Like many Japanese Americans whose families were placed in incarceration camps during World War II, Lorraine K. Bannai, law professor and author of Enduring Conviction, found that, for those who experienced it, the forced relocation and subsequent incarceration was a near taboo subject. Despite growing up in a strong JA community in Northern California, she realized that too few spoke out about the experience, let alone spoke of it at all.

At the time, however, when President Roosevelt signed Executive Order 9066, implementing the incarceration of those of Japanese descent, several brave souls independently took the government to court, questioning the constitutionality of their incarceration, paving the way for the redress movement and forcing a much-needed dialogue on civil rights. One of these men, the late Fred Korematsu, is the subject of Bannai’s book, which chronicles his early life, his defiance of Executive Order 9066 and consequent conviction, the later efforts to overturn it, and his lifelong commitment to supporting justice in civil rights.

As a newly minted lawyer fresh out of the University of San Francisco School of Law, Bannai became acquainted with Korematsu when she joined the legal team fighting to overturn his conviction for evading wartime incarceration in the early 1980s.

“It was a pretty extraordinary experience,” Bannai recalls.

“Every American lawyer has studied the [Korematsu v. United States] case in law school.”

Like her colleagues on the defense team, Bannai worked the case pro bono, knowing that the invaluable experience would help establish a legacy for future generations. And, because her own family was incarcerated at Manzanar, the case had significant personal meaning as well.

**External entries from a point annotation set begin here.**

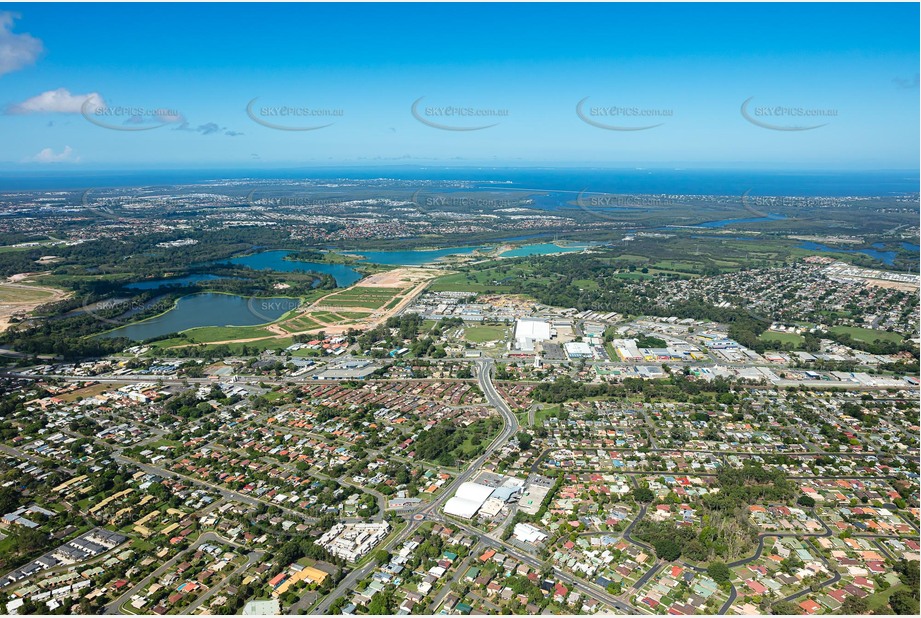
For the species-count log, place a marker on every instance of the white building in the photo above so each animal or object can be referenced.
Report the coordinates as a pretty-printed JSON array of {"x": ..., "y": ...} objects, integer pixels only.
[
  {"x": 529, "y": 331},
  {"x": 578, "y": 349},
  {"x": 527, "y": 533},
  {"x": 469, "y": 498}
]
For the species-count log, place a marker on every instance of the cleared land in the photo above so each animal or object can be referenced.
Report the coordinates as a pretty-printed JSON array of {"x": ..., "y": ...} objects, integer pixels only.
[{"x": 18, "y": 297}]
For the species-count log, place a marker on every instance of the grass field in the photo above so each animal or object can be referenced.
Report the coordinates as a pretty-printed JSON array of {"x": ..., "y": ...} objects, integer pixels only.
[
  {"x": 480, "y": 334},
  {"x": 23, "y": 294},
  {"x": 880, "y": 600},
  {"x": 207, "y": 334},
  {"x": 867, "y": 335},
  {"x": 543, "y": 414},
  {"x": 782, "y": 338}
]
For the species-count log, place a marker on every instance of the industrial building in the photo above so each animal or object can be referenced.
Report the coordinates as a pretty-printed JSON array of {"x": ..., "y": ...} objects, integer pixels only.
[{"x": 529, "y": 332}]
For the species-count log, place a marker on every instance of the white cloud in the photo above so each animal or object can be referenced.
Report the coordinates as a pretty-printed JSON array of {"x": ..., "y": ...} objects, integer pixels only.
[
  {"x": 47, "y": 155},
  {"x": 59, "y": 101},
  {"x": 16, "y": 50}
]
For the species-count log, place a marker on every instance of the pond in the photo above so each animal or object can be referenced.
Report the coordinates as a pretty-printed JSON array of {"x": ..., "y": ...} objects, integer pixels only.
[{"x": 198, "y": 310}]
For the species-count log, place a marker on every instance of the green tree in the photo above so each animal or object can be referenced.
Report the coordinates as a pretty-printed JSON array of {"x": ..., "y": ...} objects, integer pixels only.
[
  {"x": 719, "y": 572},
  {"x": 667, "y": 549},
  {"x": 643, "y": 494},
  {"x": 806, "y": 501}
]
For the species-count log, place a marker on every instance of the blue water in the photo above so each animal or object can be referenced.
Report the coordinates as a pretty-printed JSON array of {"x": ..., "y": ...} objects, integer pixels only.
[
  {"x": 659, "y": 180},
  {"x": 175, "y": 281},
  {"x": 543, "y": 249},
  {"x": 886, "y": 257},
  {"x": 274, "y": 260},
  {"x": 412, "y": 258},
  {"x": 198, "y": 310}
]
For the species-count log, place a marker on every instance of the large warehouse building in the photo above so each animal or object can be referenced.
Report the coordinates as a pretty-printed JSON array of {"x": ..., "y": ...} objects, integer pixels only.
[
  {"x": 528, "y": 332},
  {"x": 469, "y": 498}
]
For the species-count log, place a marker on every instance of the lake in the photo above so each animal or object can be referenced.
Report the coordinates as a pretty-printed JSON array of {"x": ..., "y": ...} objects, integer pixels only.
[
  {"x": 541, "y": 249},
  {"x": 275, "y": 260},
  {"x": 198, "y": 310},
  {"x": 412, "y": 258},
  {"x": 877, "y": 253}
]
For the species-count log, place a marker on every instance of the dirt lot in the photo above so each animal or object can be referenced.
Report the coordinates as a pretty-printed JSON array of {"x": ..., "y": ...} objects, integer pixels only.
[{"x": 19, "y": 296}]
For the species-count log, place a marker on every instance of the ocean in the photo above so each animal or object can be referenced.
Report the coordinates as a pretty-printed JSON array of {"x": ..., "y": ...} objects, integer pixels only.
[{"x": 620, "y": 181}]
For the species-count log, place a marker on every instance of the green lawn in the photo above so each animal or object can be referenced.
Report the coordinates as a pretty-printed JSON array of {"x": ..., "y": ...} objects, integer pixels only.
[
  {"x": 543, "y": 414},
  {"x": 880, "y": 600},
  {"x": 782, "y": 338},
  {"x": 17, "y": 294},
  {"x": 480, "y": 334},
  {"x": 207, "y": 334},
  {"x": 867, "y": 335}
]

Unlike lawyer Gordon Hirabayashi and sociologist Minoru Yasui who, like Korematsu, went all the way to the Supreme Court arguing against JA internment measures, the latter was more of an everyman.

“He wasn’t a philosopher or professor or an intellectual, but he really just decided that this was something he could do and that he had the right to live free.”

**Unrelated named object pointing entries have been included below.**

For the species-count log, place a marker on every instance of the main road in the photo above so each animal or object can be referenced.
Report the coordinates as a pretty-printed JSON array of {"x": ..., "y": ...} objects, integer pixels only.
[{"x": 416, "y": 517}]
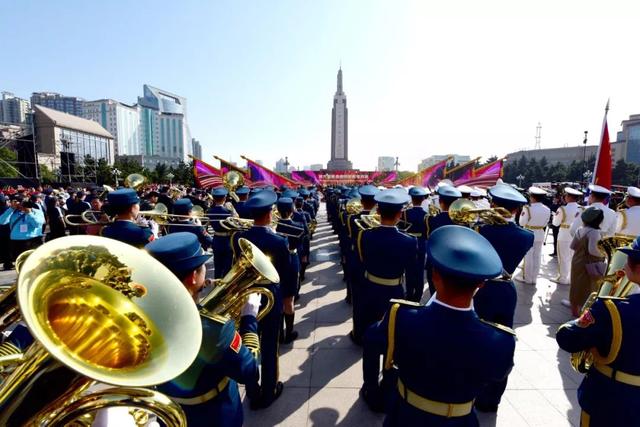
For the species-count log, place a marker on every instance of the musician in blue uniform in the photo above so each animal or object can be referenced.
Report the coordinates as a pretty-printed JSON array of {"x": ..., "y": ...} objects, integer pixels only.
[
  {"x": 187, "y": 223},
  {"x": 243, "y": 195},
  {"x": 301, "y": 215},
  {"x": 610, "y": 331},
  {"x": 496, "y": 300},
  {"x": 416, "y": 216},
  {"x": 277, "y": 249},
  {"x": 222, "y": 255},
  {"x": 447, "y": 194},
  {"x": 438, "y": 357},
  {"x": 208, "y": 390},
  {"x": 386, "y": 255},
  {"x": 293, "y": 231},
  {"x": 124, "y": 204}
]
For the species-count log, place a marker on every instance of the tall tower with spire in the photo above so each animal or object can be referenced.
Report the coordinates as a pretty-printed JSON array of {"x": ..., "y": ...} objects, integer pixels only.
[{"x": 339, "y": 136}]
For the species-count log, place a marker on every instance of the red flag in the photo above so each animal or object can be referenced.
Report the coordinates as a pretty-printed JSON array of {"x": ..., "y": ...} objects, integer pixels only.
[
  {"x": 602, "y": 170},
  {"x": 206, "y": 175}
]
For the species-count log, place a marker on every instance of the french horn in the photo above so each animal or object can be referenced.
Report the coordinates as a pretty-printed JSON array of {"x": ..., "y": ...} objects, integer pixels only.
[{"x": 102, "y": 311}]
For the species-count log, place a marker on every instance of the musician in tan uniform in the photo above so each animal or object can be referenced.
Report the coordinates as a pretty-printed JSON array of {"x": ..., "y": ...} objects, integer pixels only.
[
  {"x": 628, "y": 219},
  {"x": 563, "y": 218}
]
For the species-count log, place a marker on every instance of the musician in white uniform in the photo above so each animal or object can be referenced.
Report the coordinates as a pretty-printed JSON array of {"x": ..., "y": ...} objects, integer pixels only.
[
  {"x": 534, "y": 217},
  {"x": 564, "y": 218},
  {"x": 598, "y": 198},
  {"x": 628, "y": 221}
]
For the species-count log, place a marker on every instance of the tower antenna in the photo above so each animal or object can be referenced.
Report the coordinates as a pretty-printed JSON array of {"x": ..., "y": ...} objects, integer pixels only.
[{"x": 538, "y": 135}]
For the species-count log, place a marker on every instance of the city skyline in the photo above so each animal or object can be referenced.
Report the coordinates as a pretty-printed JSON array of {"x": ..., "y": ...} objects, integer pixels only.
[{"x": 473, "y": 79}]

Korematsu’s warmth and openness endeared him to many throughout his life, and in his wake his historic actions continue to inspire others. Since then, Bannai and her colleagues on the defense team, as well as other members of the JA community, have fixed their eyes on bringing awareness to current issues bearing eerie resemblance to the plight that Korematsu and his cohort faced—the profiling of and prejudice against Muslim and Arab Americans.

As director of the Fred T. Korematsu Center for Law and Equality at Seattle University, where she also serves as professor of lawyering skills, it is almost a matter of prescience for Bannai.

“[Our families] were put away because they looked Japanese American. They were put away because they were obvious and noticeable.”

Since 9/11 and again, more recently, due to bigoted rhetoric by high profile figures, there has been a spike in racially charged and discriminatory discourse that threatens to become real political action.

“It’s surprising that there are so many people who don’t know what happened during the [incarceration]. And that there are so many people who aren’t connecting it accurately with what’s going on today,” Bannai said. “I can’t believe the rhetoric about how we already did it during World War II so it must be okay today—it’s just turning reality totally upside down.”

For her, the solution is two-fold. On the one hand, public education is paramount, for the unfortunate truth is that JA incarceration is still not widely covered in history classes. Additionally, once that foundation of knowledge is set, it is up to the individual to take initiative and speak out when unjust measures, like Executive Order 9066, are passed.

“The law is just a piece of paper in so many ways,” Bannai said. “The best protection against [it] is the public realizing that they can’t sacrifice civil liberties.”

Writing Enduring Conviction was one way to keep the legacy alive, especially in the current sociopolitical climate where, once again, fear and prejudice are clouding people’s judgment.

For every Fred Korematsu there are scores of others too passive to challenge the status quo; the challenge is to be more like the former.

“People have a tendency to trust the government,” Bannai said. “We have to scrutinize the government and speak out when we think that something is not right, not leave it to somebody else.”

Idleness is a luxury that society cannot afford when we may be much closer to a dangerous repetition of history than we think.